You might think — given my views on the future of classical music — that I’d welcome what I heard at the Kennedy Center Friday night, when the National Symphony played Ben Folds’ Piano Concerto, with Folds himself as soloist.
A simple fact
But I can’t quite go there. First because — and this is just a simple fact, not a way of throwing cold water on the project — it’s no gret achievement to get Ben Folds fans to come to a Ben Folds show. To quote GEICO, it’s what they do.
I’m not saying you don’t need any skill to make that happen. You have to produce the show, and get the word out. But once you’ve put your production and PR and marketing chops behind those tasks, getting his fans is a no-brainer. They hear it’s Ben Folds, and they show up.
That’s true of anything in pop. Pop fans don’t just go out to hear big musical events. They go to hear artists they love. So Ben Folds fans might not come back to hear anything else. Which means that — no matter how new and young the audience was — the Kennedy Center and the NSO didn’t necessarily break new ground. Didn’t establish themselves as a destination for a new audience, and maybe didn’t even take much of a step toward doing that.
Such a simple thing
Similarly — to name only some pop-to-classical crossover things I’ve been at myself (there are many more) —the Miller Theater in New York didn’t break new ground when Radiohead fans showed up to hear Christopher O’Riley play Radiohead songs on two piano recitals. They’re Radiohead fans! And Chris had been a fixture on Radiohead sites.

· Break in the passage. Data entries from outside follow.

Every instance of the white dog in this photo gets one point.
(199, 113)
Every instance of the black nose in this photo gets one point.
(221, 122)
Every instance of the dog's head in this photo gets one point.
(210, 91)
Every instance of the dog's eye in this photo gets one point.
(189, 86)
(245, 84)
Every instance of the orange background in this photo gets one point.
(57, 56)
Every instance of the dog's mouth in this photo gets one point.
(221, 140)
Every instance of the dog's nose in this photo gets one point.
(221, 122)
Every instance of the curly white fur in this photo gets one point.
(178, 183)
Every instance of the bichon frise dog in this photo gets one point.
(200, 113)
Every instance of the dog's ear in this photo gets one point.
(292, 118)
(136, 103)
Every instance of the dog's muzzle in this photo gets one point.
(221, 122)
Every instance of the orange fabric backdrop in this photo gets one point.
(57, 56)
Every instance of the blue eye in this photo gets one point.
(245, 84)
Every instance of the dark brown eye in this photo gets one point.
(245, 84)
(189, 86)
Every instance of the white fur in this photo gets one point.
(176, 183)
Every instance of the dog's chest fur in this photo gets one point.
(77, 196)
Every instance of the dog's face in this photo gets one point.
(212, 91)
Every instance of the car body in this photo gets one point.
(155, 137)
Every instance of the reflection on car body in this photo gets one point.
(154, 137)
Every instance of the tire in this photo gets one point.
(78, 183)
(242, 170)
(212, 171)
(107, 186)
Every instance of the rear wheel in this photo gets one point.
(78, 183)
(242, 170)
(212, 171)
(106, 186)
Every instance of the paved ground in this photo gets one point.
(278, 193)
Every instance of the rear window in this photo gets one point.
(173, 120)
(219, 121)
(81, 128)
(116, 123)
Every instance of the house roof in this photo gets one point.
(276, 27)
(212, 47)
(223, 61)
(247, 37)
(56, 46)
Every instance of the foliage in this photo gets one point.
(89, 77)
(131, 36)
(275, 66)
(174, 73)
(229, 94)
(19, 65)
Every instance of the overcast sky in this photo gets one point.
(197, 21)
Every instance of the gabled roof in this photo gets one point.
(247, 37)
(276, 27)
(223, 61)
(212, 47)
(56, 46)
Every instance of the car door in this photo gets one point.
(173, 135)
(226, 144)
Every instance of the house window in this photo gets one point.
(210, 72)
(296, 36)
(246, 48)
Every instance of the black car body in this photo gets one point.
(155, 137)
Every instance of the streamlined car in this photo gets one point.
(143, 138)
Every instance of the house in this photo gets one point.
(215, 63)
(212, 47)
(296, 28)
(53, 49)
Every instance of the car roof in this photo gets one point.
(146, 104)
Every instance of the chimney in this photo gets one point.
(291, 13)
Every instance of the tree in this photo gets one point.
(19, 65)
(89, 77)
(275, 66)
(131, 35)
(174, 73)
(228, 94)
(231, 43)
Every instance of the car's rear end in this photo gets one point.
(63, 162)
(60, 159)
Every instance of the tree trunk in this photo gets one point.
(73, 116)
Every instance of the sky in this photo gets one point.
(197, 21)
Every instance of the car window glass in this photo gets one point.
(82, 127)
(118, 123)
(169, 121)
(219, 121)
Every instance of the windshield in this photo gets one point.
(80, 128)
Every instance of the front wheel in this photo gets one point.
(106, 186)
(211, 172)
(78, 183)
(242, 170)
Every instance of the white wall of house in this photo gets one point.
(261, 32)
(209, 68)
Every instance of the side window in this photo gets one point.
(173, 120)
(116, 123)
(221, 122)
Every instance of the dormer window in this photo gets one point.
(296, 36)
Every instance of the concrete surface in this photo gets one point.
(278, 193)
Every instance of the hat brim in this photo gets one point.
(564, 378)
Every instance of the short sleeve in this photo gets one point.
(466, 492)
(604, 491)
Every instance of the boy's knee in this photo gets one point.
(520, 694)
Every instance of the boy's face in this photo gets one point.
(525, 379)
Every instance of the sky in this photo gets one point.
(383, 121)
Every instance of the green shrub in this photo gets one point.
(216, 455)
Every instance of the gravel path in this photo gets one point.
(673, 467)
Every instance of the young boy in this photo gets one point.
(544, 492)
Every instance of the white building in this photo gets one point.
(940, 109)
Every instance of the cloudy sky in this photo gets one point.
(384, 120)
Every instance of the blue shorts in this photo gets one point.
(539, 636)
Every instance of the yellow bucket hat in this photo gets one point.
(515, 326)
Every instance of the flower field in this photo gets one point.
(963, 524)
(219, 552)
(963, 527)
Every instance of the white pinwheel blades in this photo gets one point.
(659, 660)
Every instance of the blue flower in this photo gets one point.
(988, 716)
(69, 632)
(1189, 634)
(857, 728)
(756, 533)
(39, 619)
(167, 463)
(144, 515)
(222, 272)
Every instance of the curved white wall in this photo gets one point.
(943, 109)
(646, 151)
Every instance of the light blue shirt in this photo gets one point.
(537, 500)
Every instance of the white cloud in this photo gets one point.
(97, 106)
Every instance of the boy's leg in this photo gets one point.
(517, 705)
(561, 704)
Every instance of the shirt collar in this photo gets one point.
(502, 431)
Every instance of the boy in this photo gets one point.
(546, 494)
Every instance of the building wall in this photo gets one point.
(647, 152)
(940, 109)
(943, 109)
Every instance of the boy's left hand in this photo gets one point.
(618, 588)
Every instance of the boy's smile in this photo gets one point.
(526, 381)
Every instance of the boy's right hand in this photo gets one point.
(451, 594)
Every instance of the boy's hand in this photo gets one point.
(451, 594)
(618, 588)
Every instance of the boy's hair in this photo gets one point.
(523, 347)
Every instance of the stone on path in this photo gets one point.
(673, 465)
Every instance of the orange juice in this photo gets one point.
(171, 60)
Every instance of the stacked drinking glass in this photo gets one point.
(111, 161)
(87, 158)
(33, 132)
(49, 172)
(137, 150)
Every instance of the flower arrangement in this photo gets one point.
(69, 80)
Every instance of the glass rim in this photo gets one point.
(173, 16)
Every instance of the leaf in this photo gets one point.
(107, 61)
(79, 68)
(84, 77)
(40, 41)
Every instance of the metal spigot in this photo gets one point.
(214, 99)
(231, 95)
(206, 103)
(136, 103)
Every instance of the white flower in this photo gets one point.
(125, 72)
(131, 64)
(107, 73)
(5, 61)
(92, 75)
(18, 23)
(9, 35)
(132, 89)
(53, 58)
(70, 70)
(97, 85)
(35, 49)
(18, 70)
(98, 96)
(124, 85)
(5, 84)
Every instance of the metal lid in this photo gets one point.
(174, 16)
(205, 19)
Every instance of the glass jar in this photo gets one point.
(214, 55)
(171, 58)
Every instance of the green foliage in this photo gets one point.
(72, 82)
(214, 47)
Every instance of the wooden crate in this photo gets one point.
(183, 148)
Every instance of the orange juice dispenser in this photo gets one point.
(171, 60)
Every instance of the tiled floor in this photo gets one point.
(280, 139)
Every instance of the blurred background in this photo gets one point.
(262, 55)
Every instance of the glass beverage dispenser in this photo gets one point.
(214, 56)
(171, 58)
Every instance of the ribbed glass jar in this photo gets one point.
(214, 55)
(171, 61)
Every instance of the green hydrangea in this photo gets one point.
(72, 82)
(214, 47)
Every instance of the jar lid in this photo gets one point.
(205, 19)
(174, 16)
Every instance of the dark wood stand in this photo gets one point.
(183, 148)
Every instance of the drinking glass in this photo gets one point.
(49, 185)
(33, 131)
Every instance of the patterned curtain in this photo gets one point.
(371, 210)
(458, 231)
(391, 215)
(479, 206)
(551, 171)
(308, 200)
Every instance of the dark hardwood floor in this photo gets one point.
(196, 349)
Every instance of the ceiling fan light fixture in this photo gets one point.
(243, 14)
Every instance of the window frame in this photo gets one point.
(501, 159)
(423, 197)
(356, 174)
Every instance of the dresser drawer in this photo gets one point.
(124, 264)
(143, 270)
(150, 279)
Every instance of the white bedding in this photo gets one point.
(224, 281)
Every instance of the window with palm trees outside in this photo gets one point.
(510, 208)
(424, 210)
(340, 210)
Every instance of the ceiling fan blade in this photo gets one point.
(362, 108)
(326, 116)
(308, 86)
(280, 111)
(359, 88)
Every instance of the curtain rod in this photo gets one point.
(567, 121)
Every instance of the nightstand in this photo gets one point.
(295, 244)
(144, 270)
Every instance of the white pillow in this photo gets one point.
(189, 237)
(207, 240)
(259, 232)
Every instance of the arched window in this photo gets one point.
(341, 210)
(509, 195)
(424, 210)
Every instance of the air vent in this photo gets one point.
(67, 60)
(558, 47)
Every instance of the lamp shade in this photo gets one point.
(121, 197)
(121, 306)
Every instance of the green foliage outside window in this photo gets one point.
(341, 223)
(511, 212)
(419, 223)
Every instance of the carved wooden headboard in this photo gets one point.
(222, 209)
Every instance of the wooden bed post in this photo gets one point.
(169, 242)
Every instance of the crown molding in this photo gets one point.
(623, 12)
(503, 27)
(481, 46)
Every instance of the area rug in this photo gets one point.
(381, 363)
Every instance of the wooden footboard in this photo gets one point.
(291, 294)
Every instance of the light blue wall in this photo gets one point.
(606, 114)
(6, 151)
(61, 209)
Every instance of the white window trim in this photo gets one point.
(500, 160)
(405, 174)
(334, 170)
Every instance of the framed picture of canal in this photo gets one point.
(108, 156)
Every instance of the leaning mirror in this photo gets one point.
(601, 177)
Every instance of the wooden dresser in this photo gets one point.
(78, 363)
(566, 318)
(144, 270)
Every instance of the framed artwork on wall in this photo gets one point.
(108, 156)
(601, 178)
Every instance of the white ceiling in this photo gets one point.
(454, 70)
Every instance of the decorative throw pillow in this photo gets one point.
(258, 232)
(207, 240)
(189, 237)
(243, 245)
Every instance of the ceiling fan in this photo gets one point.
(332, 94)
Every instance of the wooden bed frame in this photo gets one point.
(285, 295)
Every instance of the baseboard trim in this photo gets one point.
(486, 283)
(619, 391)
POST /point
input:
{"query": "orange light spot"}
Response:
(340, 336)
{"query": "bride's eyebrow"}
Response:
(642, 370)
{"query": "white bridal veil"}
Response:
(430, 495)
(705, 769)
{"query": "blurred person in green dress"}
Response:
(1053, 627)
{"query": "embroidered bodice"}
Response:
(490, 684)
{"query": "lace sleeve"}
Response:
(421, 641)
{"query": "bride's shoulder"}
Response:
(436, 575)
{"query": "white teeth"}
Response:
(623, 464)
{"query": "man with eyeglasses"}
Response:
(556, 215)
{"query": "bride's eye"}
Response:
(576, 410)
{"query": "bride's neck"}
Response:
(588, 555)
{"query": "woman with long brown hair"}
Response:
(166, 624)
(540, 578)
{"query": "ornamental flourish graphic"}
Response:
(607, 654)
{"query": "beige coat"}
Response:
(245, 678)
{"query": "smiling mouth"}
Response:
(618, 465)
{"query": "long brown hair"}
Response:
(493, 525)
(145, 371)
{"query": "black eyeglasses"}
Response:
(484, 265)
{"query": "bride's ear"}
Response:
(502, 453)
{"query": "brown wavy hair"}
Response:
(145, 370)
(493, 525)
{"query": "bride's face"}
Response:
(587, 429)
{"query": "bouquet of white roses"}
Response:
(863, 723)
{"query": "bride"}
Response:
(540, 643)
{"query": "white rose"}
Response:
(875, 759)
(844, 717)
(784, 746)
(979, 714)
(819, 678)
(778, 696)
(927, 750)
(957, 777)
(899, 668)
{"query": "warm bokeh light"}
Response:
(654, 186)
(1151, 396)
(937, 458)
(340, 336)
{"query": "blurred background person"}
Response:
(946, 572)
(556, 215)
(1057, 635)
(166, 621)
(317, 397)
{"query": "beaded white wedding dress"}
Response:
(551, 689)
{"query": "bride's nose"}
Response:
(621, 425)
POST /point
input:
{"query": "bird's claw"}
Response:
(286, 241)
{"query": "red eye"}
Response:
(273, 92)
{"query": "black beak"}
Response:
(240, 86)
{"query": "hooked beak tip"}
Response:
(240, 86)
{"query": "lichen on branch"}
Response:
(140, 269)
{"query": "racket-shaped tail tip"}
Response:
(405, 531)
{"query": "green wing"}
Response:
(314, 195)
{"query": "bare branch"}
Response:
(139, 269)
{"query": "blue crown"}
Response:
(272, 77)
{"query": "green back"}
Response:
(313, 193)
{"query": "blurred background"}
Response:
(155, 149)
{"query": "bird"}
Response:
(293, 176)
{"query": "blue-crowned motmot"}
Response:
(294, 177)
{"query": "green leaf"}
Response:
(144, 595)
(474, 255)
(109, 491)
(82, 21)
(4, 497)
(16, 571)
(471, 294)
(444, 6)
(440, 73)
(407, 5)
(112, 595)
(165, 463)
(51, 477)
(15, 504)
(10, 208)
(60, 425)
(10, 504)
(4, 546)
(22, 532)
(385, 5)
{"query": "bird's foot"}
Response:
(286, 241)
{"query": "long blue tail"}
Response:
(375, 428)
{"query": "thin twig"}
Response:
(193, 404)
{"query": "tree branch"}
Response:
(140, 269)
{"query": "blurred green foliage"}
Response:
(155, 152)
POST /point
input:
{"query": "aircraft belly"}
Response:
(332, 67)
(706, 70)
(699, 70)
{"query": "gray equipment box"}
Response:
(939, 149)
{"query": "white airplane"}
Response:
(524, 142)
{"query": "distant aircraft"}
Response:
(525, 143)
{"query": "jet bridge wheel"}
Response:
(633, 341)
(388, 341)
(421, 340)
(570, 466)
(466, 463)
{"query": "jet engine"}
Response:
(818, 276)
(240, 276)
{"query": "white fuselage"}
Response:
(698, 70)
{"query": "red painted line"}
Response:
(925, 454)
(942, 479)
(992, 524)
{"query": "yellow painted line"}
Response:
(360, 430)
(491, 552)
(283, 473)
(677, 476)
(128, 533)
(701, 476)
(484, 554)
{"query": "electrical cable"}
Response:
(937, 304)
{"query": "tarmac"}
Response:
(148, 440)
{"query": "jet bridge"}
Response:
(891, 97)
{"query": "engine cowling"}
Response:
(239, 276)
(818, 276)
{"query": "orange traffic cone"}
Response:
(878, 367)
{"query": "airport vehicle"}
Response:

And the Wordless Music series in New York may not have built an audience for contemporary orchestral music, when it formed an orchestra and, among other pieces, played something by Jonny Greenwood, Radiohead’s lead guitarist. Two thousand people came, over two nights, but they came to hear Greenwood.
Same thing happens when an orchestra plays videogame music. It fills the hall, but these people don’t come back for Beethoven.
Or, safely within the classical music world, at the Kennedy Center, the concert hall was full of new people a couple of seasons ago for a big Arvo Pärt concert, and also for Lang Lang. These were people who were younger than the normal classical music audience, and in other ways were just plain different. More like people you’d see out in the wider world, outside the classical music bubble.
But, again, they most likely weren’t coming back for anything else.
Where this goes
All of which raises questions about just what Friday night’s concert meant. It was part of a series called Declassified, in which (loosely speaking) classical music becomes less classical. As one step toward that, there was an afterparty Friday night, with dance music. Not needed, of course, for the Ben Folds fans, who would have come regardless.
Will afterparties — along with free drinks, and whatever other club-like promotions anyone might try — make the Kennedy Center a destination for a younger crowd?
Not by themselves. The shows themselves have to have some appeal. And so here’s another problem. Apart from Ben Folds, this one — featuring orchestral selections before Ben Folds — was weak. Maybe even for the Folds fans, who cheered with notably less excitement after than the concerto than they had when Folds came onstage.
Here’s my wife’s very skeptical review. I agree with it. And I’ll have more to say in further posts, since getting events like this right is so important for the future of big arts institutions.
It doesn’t help that — as far as I can see — there isn’t a page about Declassified on the Kennedy Center/National Symphony websites. (The two are joined, because the NSO isn’t an independent organization, but instead is part of the Kennedy Center.)
The closest I could come, after spending time with Google, was what I linked above, a video introduction on a page with videos about other things.
I did find a page where you can buy tickets for all National Symphony concerts, with the Declassified ones labelled, but not in any way standing out. I also found pages on separate Declassified events, like this one. But it’s kind of crazy — unless I missed something — that I couldn’t readily find a page about the series as a whole. Don’t they want to promote it?